Oleksiy Pospyelov

Personal information
- Full name: Oleksiy Mykhaylovych Pospyelov
- Date of birth: 10 September 1990 (age 35)
- Place of birth: Ukrainian SSR, USSR
- Height: 1.84 m (6 ft 0 in)
- Position: Midfielder

Senior career*
- Years: Team / Apps / (Gls)
- 2007–2008: CSKA Kyiv / 11 / (0)
- 2008–2009: Feniks-Illichovets Kalinine / 8 / (1)
- 2008–2009: Knyazha-2 Shchaslyve / 16 / (1)
- 2009–2010: Desna Chernihiv / 23 / (1)
- 2011–2013: Obolon Kyiv / 2 / (0)
- 2012–2013: Obolon-2 Kyiv / 14 / (3)
- 2015: Dinaz Vyshhorod / 4 / (2)
- 2015: Arsenal Kyiv / 2 / (0)
- 2016–2017: Yednist Plysky / 10 / (1)
- 2017–2019: Avanhard Bziv / 36 / (4)

= Oleksiy Pospyelov =

Ukrainian footballer

Oleksiy Mykhaylovych Pospyelov (Олексій Михайлович Поспєлов; born 10 September 1990) is a Ukrainian retired footballer.

==Career==
Andrey Kandaurov, started his career with CSKA Kyiv in 2007, where he played 11 match. In summer 2008 he moved to Feniks-Illichovets Kalinine where he played 8 matches and scored 1 goal.

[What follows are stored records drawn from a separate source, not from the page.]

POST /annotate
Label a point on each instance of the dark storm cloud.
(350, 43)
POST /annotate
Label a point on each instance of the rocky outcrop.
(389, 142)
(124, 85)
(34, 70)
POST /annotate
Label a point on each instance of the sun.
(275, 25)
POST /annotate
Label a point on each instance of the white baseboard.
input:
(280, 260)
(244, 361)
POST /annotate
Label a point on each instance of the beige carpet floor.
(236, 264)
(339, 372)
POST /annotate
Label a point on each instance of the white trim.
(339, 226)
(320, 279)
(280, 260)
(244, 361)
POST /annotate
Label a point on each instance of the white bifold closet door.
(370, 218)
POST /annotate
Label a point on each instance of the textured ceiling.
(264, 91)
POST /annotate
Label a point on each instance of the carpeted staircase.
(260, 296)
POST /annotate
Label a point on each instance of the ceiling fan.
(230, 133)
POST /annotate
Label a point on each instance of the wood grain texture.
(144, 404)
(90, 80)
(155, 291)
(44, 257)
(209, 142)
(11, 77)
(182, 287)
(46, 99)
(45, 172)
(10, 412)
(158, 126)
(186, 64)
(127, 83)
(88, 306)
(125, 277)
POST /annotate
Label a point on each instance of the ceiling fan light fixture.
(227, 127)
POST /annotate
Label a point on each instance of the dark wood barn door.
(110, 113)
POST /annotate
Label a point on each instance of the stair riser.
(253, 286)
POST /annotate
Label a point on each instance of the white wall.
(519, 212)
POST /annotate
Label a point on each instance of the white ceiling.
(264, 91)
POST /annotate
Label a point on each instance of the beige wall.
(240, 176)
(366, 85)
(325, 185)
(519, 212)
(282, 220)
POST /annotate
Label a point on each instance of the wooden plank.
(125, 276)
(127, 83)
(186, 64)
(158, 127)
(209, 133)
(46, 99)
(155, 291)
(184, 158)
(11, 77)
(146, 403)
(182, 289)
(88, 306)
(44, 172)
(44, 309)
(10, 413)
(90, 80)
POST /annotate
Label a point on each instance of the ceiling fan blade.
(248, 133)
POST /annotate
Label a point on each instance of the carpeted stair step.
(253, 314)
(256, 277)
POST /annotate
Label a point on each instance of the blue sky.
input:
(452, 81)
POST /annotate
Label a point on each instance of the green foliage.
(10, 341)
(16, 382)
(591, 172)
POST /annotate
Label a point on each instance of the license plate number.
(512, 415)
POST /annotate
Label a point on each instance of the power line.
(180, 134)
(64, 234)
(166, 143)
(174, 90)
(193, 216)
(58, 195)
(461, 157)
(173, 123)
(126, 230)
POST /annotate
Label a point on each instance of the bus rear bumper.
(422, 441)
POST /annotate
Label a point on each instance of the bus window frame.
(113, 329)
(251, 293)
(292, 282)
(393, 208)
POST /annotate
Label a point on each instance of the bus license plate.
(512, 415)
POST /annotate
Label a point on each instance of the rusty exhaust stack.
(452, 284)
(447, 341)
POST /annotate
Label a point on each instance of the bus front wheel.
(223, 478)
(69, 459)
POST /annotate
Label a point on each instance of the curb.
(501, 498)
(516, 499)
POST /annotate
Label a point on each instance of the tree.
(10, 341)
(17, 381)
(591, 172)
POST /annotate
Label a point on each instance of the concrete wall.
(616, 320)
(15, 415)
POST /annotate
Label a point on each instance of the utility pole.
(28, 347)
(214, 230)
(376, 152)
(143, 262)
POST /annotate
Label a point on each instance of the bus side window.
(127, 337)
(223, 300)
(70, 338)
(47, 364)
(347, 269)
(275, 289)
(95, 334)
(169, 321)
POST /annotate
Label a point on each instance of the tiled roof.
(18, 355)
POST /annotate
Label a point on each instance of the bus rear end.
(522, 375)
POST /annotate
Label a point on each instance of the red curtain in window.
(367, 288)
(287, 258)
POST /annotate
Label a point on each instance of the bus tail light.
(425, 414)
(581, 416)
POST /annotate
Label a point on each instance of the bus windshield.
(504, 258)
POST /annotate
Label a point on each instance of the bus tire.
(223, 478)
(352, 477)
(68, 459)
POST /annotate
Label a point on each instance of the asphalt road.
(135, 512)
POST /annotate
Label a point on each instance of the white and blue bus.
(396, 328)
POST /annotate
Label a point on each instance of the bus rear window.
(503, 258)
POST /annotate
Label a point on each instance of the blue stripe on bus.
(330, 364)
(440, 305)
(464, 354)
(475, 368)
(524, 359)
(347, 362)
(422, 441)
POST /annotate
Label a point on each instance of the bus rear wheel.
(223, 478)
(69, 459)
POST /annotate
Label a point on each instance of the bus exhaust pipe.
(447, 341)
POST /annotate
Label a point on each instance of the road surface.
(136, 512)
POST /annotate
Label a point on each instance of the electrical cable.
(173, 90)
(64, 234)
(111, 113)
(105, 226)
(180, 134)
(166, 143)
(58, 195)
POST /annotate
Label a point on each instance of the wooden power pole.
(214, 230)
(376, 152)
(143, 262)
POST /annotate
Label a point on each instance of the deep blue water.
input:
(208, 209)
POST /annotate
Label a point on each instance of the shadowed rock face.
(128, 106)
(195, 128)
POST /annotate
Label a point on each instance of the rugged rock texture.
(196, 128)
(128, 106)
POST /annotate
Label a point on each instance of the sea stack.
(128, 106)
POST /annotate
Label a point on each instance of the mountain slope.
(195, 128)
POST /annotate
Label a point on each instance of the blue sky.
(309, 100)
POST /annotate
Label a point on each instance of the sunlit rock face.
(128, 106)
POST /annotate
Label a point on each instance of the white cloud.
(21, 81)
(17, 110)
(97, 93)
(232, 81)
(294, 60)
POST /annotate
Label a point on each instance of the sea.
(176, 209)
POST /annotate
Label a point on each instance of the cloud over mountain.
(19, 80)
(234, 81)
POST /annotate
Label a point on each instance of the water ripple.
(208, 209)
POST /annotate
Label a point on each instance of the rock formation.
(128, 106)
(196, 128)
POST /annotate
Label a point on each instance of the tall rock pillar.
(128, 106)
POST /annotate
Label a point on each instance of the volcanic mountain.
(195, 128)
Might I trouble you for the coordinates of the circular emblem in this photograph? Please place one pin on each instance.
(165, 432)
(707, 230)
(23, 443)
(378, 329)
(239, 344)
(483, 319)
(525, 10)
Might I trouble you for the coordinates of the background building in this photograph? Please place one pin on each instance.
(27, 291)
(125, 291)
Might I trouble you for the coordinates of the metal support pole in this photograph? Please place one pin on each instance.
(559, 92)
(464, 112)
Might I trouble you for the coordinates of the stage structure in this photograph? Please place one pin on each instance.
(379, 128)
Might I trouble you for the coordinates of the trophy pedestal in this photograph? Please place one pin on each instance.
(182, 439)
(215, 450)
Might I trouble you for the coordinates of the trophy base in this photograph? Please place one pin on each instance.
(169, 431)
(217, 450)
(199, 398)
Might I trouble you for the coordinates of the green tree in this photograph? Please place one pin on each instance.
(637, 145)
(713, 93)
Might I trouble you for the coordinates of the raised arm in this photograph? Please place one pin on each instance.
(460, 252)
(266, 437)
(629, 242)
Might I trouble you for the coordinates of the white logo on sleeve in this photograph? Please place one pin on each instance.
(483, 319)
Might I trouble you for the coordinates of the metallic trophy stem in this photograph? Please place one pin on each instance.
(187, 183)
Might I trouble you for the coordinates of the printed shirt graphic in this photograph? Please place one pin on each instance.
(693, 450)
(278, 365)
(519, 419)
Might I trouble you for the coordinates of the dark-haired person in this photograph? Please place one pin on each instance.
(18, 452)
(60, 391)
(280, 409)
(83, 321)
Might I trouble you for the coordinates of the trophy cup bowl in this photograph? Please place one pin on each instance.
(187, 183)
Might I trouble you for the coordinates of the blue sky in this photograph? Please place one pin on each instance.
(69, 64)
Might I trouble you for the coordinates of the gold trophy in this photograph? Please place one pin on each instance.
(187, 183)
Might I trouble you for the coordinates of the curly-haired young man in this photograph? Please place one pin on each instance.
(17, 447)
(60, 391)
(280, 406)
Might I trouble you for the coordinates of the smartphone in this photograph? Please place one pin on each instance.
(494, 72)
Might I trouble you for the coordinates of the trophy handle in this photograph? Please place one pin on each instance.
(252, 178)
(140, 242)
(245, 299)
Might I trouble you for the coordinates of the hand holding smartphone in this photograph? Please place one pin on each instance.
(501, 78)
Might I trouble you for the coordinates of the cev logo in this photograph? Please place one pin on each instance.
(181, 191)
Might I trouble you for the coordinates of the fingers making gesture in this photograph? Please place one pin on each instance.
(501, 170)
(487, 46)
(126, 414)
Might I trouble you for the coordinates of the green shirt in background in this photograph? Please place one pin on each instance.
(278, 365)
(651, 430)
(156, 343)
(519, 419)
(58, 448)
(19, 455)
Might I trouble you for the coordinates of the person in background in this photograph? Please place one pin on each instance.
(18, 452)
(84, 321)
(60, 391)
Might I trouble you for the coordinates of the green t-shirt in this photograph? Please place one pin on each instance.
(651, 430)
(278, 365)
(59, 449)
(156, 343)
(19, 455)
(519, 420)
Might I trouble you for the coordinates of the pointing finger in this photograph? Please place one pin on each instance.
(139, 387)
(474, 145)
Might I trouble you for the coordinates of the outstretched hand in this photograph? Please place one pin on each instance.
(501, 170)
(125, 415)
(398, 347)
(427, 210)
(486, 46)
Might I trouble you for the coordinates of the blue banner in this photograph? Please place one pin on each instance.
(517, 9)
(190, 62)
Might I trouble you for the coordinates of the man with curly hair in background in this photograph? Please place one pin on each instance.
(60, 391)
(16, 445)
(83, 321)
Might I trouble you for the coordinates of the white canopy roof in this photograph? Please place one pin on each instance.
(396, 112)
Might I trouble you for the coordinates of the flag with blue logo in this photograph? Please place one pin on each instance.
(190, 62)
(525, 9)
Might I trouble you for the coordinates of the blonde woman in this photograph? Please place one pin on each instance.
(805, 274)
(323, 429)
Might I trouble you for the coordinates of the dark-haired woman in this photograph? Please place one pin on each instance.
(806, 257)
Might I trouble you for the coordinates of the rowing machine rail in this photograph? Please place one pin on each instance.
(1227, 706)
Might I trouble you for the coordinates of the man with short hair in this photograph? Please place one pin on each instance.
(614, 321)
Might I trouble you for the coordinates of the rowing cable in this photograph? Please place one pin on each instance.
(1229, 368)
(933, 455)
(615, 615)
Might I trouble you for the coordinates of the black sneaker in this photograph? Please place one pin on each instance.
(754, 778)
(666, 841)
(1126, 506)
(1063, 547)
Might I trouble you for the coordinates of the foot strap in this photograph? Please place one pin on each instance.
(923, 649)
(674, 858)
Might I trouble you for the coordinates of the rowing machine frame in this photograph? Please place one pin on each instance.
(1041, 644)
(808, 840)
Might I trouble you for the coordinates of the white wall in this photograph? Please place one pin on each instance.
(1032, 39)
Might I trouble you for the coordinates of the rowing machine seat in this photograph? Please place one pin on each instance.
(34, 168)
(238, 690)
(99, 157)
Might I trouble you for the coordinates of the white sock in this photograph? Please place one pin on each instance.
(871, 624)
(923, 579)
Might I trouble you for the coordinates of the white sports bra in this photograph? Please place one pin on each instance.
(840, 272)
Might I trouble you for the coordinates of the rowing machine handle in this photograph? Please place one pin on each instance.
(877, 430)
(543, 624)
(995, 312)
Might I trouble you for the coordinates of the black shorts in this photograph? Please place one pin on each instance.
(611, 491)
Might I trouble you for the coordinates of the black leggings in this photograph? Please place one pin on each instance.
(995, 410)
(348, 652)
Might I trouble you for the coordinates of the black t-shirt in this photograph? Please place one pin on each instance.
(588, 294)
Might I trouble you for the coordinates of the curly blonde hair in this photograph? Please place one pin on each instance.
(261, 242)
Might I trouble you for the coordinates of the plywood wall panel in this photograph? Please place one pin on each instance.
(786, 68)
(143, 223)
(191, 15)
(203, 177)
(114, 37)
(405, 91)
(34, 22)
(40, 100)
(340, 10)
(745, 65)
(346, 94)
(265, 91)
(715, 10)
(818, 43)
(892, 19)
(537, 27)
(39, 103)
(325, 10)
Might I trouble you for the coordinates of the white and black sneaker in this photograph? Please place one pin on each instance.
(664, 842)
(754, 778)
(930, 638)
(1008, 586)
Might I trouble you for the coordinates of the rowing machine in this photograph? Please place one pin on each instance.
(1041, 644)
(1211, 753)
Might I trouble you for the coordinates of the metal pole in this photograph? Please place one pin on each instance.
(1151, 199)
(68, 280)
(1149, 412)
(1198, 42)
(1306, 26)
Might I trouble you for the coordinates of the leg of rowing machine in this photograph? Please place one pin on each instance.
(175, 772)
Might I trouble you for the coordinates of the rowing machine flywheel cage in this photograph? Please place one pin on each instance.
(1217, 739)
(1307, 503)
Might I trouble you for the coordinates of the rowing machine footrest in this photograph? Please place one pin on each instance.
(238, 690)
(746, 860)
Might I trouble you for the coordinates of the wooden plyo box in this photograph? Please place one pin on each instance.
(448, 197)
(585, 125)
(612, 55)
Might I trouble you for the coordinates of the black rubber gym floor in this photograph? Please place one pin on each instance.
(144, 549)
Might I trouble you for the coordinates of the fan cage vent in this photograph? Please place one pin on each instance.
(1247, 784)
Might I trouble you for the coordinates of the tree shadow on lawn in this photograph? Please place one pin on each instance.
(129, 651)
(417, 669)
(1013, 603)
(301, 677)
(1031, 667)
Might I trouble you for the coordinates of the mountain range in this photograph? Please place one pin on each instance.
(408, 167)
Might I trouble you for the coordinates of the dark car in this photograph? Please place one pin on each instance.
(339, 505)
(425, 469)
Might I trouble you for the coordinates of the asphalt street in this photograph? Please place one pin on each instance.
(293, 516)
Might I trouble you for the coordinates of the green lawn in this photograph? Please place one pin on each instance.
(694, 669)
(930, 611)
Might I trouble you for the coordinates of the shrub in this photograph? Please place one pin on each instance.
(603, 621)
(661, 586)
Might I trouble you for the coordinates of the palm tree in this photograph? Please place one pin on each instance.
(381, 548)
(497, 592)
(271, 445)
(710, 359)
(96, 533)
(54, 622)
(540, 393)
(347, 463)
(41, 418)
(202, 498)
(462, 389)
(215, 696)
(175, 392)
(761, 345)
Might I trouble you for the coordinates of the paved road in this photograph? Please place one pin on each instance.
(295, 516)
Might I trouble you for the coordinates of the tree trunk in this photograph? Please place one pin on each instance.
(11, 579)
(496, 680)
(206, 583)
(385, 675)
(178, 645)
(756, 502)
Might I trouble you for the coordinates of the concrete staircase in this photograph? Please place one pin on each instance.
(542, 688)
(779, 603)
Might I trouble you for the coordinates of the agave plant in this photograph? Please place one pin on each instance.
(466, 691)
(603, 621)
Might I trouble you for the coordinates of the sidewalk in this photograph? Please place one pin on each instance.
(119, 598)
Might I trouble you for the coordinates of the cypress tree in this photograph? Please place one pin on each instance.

In January 2009 he moved Knyazha-2 Shchaslyve, the reserve team of Knyazha Shchaslyve in the village of Shchaslyve (to the west of Boryspil), here he played 16 matches and scored 1 goal. In summer 2009 he moved to Desna Chernihiv the club in the city of Chernihiv in Ukrainian First League where in the season 2009–10 he played 23 matches and scored 1 goal but the team was relegated in Ukrainian Second League. Then in summer 2011, he moved to Obolon Kyiv where he played 2 matches and in the same season has been sent to Obolon-2 Kyiv the reserve squad.